Так и было, вечер за вечером, неизменно, и то, как он потом продирался сквозь чащу ночи и достигал утра, мы не в силах рассказать вам. Но утром, не слишком ярким или ранним, она проскальзывала внутрь в простеньком шерстяном гимнастическом костюме, пухлые блестящие лодыжки разгорелись ad sudorem,[16]и заваривала чай с лимоном. Многие недели, пока не произошло то, о чем мы собираемся вам поведать, это было лучшим часом дня: ночь ушла, лежать в полудреме в ожидании желанных шагов, слышать, как с ее приходом открывается дверь в прохладный свежий парк, быстро миновать разновидности ее устричных поцелуев на фоне кипящей воды, пить ведра слабого чая, смягченного лимонным соком, курить «Македонию». С этого высокого часа день соскальзывал в яму вечера, снова ночь, осторожное возвращение от стен школы, мучительная боль перед вспышкой света, крысы, затхлая ловушка и чаща.
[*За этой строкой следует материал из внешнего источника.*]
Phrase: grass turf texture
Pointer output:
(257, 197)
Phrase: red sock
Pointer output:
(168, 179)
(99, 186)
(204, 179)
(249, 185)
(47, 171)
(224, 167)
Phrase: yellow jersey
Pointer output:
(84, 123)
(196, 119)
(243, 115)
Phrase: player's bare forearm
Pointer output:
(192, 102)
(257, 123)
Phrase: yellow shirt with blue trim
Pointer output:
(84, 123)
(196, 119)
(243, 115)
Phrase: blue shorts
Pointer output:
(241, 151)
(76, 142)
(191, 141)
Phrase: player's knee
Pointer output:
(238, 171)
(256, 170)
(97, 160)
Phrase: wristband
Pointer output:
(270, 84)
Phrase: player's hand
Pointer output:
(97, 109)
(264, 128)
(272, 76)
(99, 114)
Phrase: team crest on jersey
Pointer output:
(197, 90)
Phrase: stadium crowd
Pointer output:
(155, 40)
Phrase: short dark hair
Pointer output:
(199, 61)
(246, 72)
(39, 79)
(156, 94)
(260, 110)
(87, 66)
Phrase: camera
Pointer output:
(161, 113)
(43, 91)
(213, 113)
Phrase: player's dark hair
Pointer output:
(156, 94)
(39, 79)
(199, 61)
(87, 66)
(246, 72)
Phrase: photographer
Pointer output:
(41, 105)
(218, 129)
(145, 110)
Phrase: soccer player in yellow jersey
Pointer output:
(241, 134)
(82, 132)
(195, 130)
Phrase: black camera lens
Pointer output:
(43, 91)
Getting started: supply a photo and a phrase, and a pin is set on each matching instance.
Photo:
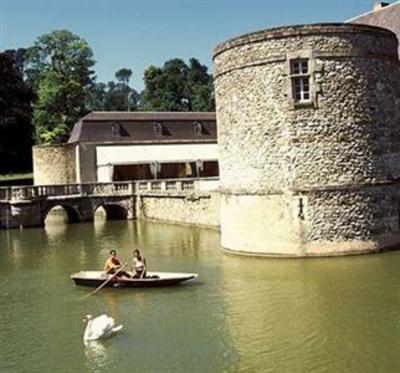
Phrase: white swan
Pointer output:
(99, 327)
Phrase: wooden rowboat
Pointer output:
(152, 279)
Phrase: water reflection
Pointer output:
(243, 314)
(96, 355)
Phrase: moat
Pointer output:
(242, 314)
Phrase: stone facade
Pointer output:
(314, 176)
(202, 209)
(55, 164)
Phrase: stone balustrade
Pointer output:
(22, 193)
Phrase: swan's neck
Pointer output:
(87, 330)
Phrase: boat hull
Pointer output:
(153, 279)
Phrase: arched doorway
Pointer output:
(61, 213)
(111, 212)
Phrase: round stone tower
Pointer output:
(309, 140)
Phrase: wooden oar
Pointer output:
(105, 282)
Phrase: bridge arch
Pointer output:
(71, 213)
(112, 211)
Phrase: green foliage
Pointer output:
(178, 87)
(15, 114)
(60, 69)
(115, 96)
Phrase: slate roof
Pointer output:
(145, 127)
(387, 17)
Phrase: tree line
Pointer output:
(46, 88)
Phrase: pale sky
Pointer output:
(138, 33)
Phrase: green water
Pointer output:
(242, 314)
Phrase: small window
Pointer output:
(115, 129)
(197, 128)
(299, 73)
(158, 128)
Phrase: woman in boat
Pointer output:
(113, 264)
(139, 264)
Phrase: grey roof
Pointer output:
(145, 127)
(387, 17)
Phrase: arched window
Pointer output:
(115, 129)
(197, 128)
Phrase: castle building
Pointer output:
(309, 140)
(119, 146)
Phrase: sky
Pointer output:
(138, 33)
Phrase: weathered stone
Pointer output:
(315, 179)
(55, 164)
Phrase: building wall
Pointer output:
(275, 155)
(55, 164)
(108, 156)
(197, 208)
(86, 154)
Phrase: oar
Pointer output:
(105, 282)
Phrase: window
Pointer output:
(300, 76)
(158, 128)
(115, 130)
(197, 128)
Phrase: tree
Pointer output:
(96, 96)
(15, 115)
(119, 95)
(178, 87)
(60, 66)
(123, 75)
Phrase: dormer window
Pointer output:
(158, 128)
(197, 128)
(115, 129)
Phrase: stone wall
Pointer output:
(55, 164)
(346, 137)
(87, 172)
(197, 208)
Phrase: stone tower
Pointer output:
(309, 140)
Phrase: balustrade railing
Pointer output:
(21, 193)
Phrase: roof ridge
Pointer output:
(373, 11)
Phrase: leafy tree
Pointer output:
(97, 96)
(120, 96)
(123, 75)
(60, 66)
(15, 114)
(178, 87)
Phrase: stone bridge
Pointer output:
(28, 206)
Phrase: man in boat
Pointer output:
(113, 265)
(139, 264)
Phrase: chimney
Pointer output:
(379, 5)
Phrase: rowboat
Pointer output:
(152, 279)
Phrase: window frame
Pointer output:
(301, 76)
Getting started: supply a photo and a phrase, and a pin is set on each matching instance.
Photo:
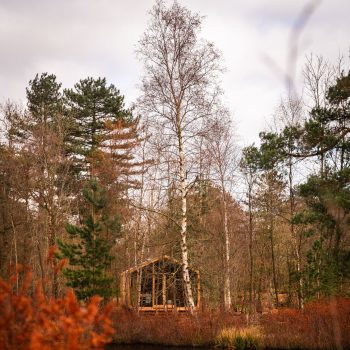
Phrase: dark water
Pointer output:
(150, 347)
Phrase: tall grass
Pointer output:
(248, 338)
(321, 325)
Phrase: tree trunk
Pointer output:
(183, 192)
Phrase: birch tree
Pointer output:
(179, 90)
(222, 154)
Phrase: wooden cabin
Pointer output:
(158, 284)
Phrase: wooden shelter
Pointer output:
(157, 284)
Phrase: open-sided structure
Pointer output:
(158, 285)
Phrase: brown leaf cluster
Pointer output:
(30, 320)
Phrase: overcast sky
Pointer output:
(78, 38)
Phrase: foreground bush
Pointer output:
(32, 321)
(248, 338)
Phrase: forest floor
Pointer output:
(321, 325)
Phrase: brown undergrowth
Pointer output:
(172, 328)
(30, 320)
(321, 325)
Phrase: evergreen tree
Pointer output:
(94, 108)
(88, 250)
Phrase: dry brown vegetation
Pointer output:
(321, 325)
(30, 320)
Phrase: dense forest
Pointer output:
(99, 187)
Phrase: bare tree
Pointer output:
(222, 154)
(179, 90)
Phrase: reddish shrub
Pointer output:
(32, 321)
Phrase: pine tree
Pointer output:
(94, 107)
(88, 250)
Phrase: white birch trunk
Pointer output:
(227, 284)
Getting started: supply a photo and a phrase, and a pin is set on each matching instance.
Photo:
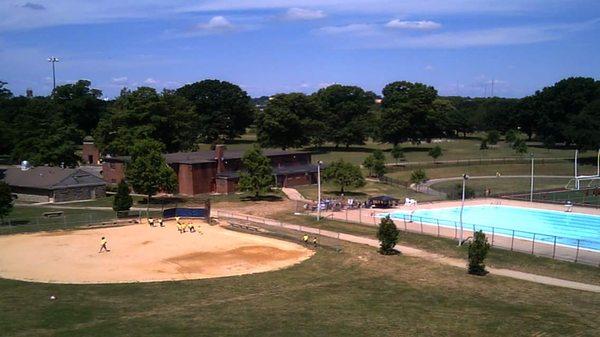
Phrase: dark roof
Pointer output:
(199, 157)
(46, 177)
(383, 198)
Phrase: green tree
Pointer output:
(148, 172)
(492, 137)
(6, 201)
(435, 152)
(388, 235)
(408, 113)
(346, 112)
(288, 121)
(344, 174)
(80, 105)
(257, 175)
(147, 114)
(397, 153)
(418, 176)
(478, 250)
(122, 201)
(223, 109)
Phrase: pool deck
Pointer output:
(545, 248)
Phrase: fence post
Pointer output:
(512, 240)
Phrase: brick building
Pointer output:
(53, 184)
(218, 171)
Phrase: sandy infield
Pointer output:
(140, 253)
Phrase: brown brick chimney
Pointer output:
(219, 151)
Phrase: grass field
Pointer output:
(353, 293)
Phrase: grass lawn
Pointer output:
(370, 189)
(497, 257)
(30, 219)
(498, 186)
(353, 293)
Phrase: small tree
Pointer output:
(418, 176)
(478, 250)
(122, 201)
(258, 175)
(148, 172)
(397, 153)
(492, 137)
(6, 202)
(520, 146)
(344, 174)
(435, 152)
(388, 235)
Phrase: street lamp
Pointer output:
(53, 60)
(462, 206)
(531, 190)
(319, 163)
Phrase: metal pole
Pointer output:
(531, 192)
(319, 190)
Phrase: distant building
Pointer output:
(218, 171)
(53, 184)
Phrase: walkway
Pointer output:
(414, 252)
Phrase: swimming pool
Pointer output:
(567, 227)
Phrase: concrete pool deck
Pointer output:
(513, 243)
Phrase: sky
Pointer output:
(461, 47)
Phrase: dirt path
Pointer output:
(414, 252)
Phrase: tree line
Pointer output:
(49, 129)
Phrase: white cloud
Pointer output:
(119, 80)
(296, 13)
(217, 24)
(419, 25)
(354, 28)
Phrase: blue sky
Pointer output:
(273, 46)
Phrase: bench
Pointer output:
(52, 214)
(241, 226)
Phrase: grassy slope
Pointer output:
(497, 258)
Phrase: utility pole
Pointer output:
(53, 60)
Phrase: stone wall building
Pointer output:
(53, 184)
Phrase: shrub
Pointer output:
(478, 250)
(418, 176)
(388, 235)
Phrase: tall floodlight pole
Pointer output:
(53, 60)
(319, 163)
(462, 206)
(531, 191)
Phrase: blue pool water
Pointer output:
(567, 227)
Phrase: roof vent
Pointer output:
(25, 166)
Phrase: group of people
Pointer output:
(306, 239)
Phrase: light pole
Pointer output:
(53, 60)
(319, 163)
(531, 190)
(462, 206)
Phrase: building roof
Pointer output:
(199, 157)
(47, 177)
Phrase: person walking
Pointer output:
(103, 243)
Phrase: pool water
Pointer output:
(567, 227)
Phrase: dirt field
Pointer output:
(140, 253)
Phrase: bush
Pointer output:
(478, 250)
(122, 201)
(388, 235)
(418, 176)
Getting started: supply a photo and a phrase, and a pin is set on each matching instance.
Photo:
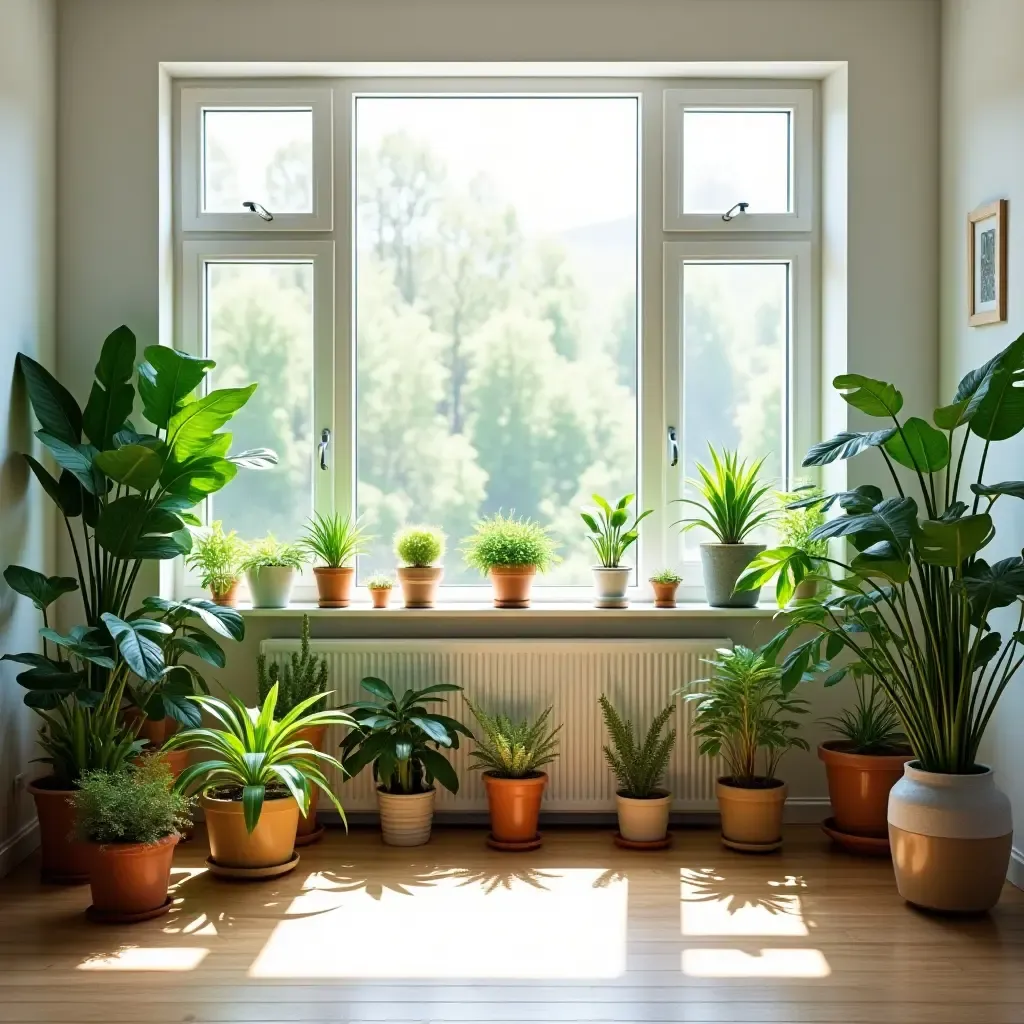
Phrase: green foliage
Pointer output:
(303, 676)
(732, 501)
(610, 535)
(401, 738)
(419, 546)
(135, 803)
(514, 750)
(742, 712)
(255, 755)
(638, 764)
(506, 541)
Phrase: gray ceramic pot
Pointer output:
(723, 565)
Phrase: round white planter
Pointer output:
(950, 838)
(643, 820)
(406, 817)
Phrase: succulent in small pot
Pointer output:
(611, 537)
(510, 755)
(269, 566)
(512, 551)
(419, 549)
(401, 739)
(639, 764)
(336, 541)
(743, 715)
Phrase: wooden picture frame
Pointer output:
(986, 268)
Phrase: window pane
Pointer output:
(734, 157)
(496, 314)
(735, 341)
(265, 157)
(260, 328)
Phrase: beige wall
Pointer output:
(983, 160)
(28, 124)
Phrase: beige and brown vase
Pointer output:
(950, 838)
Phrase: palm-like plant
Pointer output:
(252, 753)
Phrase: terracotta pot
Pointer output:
(130, 878)
(512, 585)
(515, 806)
(272, 841)
(859, 784)
(419, 585)
(334, 585)
(64, 857)
(752, 816)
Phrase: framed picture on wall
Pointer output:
(986, 247)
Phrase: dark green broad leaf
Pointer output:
(53, 404)
(39, 589)
(950, 544)
(871, 396)
(846, 444)
(919, 446)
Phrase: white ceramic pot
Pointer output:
(610, 586)
(643, 820)
(406, 817)
(950, 838)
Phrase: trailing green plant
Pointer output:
(401, 738)
(731, 502)
(505, 541)
(256, 756)
(742, 712)
(334, 539)
(419, 546)
(303, 675)
(513, 750)
(918, 600)
(639, 763)
(136, 803)
(610, 536)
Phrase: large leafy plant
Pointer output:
(916, 596)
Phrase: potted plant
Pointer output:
(743, 714)
(300, 678)
(512, 552)
(510, 755)
(639, 764)
(862, 767)
(401, 740)
(666, 583)
(611, 537)
(380, 586)
(731, 506)
(924, 603)
(419, 549)
(270, 566)
(258, 780)
(132, 818)
(217, 557)
(336, 541)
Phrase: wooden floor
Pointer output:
(579, 931)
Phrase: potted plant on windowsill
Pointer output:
(611, 538)
(510, 755)
(742, 713)
(401, 740)
(419, 549)
(512, 552)
(258, 780)
(270, 566)
(639, 765)
(731, 507)
(132, 818)
(336, 541)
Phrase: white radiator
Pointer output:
(521, 678)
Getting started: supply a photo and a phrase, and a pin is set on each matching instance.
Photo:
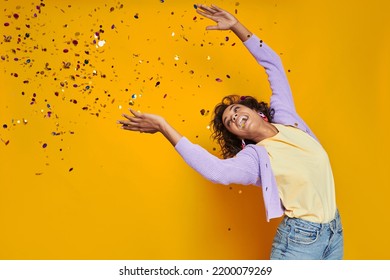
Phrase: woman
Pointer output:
(271, 147)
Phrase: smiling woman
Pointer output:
(284, 158)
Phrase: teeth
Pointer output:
(242, 121)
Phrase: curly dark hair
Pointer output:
(230, 143)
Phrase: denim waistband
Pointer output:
(334, 224)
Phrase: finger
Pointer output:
(216, 8)
(207, 9)
(205, 14)
(131, 128)
(127, 123)
(212, 27)
(135, 113)
(132, 118)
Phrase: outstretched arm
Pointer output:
(243, 169)
(224, 20)
(149, 123)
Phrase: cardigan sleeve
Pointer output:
(241, 169)
(266, 57)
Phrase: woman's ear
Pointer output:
(264, 117)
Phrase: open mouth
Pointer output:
(241, 121)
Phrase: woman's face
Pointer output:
(242, 121)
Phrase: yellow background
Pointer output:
(75, 186)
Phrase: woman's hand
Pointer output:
(149, 123)
(224, 20)
(142, 122)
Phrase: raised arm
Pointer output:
(224, 20)
(281, 99)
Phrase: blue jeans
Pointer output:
(297, 239)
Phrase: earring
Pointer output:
(243, 144)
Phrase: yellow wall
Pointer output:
(98, 192)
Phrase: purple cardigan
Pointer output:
(251, 166)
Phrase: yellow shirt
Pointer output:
(303, 174)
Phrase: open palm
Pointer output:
(223, 19)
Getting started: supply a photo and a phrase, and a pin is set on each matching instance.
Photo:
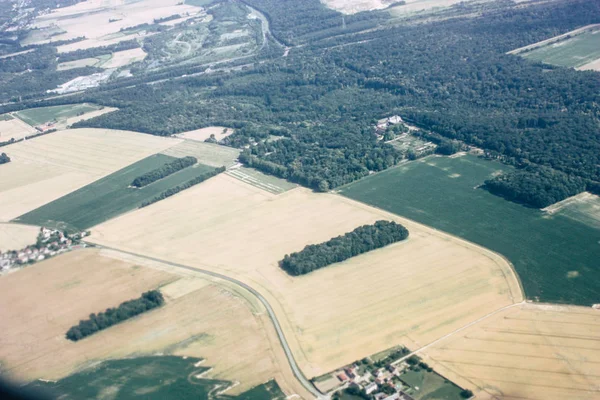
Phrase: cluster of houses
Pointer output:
(381, 383)
(50, 242)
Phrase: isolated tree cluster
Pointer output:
(113, 316)
(361, 240)
(164, 171)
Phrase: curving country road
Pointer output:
(286, 348)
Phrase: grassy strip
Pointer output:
(186, 185)
(113, 316)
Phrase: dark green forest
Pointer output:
(166, 170)
(112, 316)
(361, 240)
(535, 186)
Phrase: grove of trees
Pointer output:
(166, 170)
(112, 316)
(361, 240)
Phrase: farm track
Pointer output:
(286, 348)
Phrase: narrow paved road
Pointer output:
(286, 348)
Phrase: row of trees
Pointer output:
(535, 186)
(173, 191)
(361, 240)
(112, 316)
(164, 171)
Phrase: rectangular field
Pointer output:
(110, 196)
(576, 51)
(556, 257)
(408, 293)
(537, 352)
(48, 167)
(39, 116)
(262, 181)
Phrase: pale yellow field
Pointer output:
(16, 236)
(200, 318)
(91, 18)
(527, 352)
(201, 135)
(48, 167)
(14, 129)
(125, 57)
(411, 292)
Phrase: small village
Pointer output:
(50, 242)
(383, 376)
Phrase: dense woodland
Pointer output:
(4, 158)
(163, 171)
(535, 186)
(451, 77)
(183, 186)
(112, 316)
(361, 240)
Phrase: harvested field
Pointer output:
(110, 196)
(42, 115)
(50, 166)
(14, 128)
(526, 352)
(16, 236)
(206, 153)
(337, 314)
(201, 135)
(211, 322)
(92, 20)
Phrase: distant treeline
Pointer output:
(361, 240)
(186, 185)
(165, 170)
(98, 51)
(4, 158)
(113, 316)
(536, 186)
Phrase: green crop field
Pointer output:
(256, 178)
(555, 256)
(430, 386)
(38, 116)
(109, 196)
(148, 378)
(573, 52)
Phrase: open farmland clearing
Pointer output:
(206, 153)
(194, 323)
(16, 236)
(111, 195)
(530, 351)
(329, 319)
(545, 249)
(50, 166)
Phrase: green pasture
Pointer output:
(574, 52)
(555, 256)
(148, 378)
(41, 115)
(110, 196)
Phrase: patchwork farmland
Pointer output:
(51, 166)
(442, 282)
(555, 256)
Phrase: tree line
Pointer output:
(361, 240)
(535, 186)
(164, 171)
(173, 191)
(112, 316)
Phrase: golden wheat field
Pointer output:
(411, 292)
(48, 167)
(200, 319)
(532, 351)
(17, 236)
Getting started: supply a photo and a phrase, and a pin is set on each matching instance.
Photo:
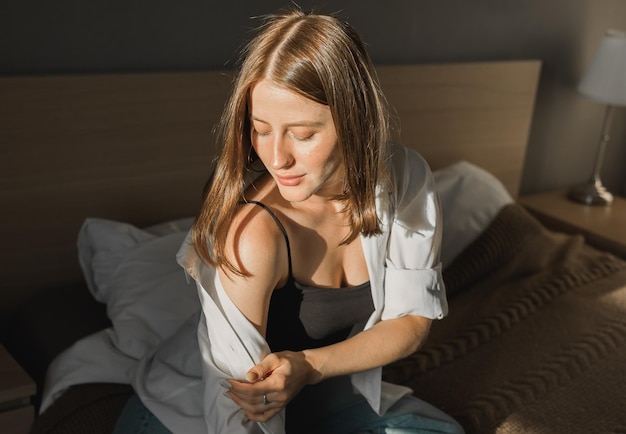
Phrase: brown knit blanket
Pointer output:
(535, 341)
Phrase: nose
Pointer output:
(281, 153)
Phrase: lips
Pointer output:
(289, 181)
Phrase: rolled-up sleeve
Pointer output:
(413, 280)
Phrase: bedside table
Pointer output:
(603, 227)
(16, 389)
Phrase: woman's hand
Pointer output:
(271, 384)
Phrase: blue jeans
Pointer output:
(137, 419)
(408, 416)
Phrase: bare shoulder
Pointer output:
(255, 244)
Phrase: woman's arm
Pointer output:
(280, 376)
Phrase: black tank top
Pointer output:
(305, 317)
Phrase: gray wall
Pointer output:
(63, 36)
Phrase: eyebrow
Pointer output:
(315, 124)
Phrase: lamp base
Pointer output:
(591, 194)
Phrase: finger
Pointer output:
(263, 369)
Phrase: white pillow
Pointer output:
(470, 198)
(134, 271)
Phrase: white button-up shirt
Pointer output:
(180, 380)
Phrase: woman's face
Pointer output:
(296, 140)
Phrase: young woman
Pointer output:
(316, 252)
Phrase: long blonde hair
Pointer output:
(321, 58)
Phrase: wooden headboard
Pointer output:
(137, 147)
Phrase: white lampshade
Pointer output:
(605, 78)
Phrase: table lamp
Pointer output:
(603, 82)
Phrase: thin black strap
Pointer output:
(280, 226)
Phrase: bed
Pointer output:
(103, 173)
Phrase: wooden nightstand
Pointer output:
(603, 227)
(16, 389)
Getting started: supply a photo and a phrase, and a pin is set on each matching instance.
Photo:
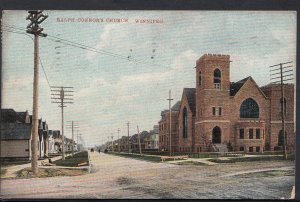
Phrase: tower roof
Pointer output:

Пока она его не изнасиловала.
Тогда всему настал капут.
Безжалостная, ненасытная, утренними растяжками разгоряченная на сей раз до сладострастного sudorem, она изнасиловала его после чая. Хотя он твердо намеревался, и дал это понять тысячу и одним мягким и деликатным способом, содержать всю историю в относительной чистоте и за порогом распутства. Так основательно она испортила благодатную для него пору дня, что он был принужден, in petto,[17]процитировать «Iе soleil est mort»,[18]и его лилейное время обратилось в ночные часы, в бдение среди крыс, alia fioca lucerna leggendo[19]Мередита. Начались ссоры. Он пошел с ней в магазинчик, где, по обыкновению, они покупали яйца и помидоры, чтобы потом сбить их в эдакую дымящуюся марилоренсианскую[20]поленту. Она взвилась.
— Прикрой дверь, — закричала она, преувеличенно ежась от холода.
— Прикрой сама, — сказал он грубо.
Такие вот дела. Еще как-то раз она заставила его ждать, а приготовленный им ужин портился, еда быстро остывала. Он услышал, как она скачет по аллее. Давай, давай, беги, подумал он. Она рассыпалась в извинениях.
— Ах, — тяжело дышала она, — я встретила Аршлохвея, мне надо было, чтоб он непременно поупражнялся со мной в Брамсе.
Брамс! Старый писун! Выделывающий свои пиццикато в лучшем из возможных миров. Брамс! Она начала ластиться. Такой вот она умела прикинуться кошкой.
— Не сердись на меня, Бел, не будь таким bose,[21]— растягивая, со стоном, гласный.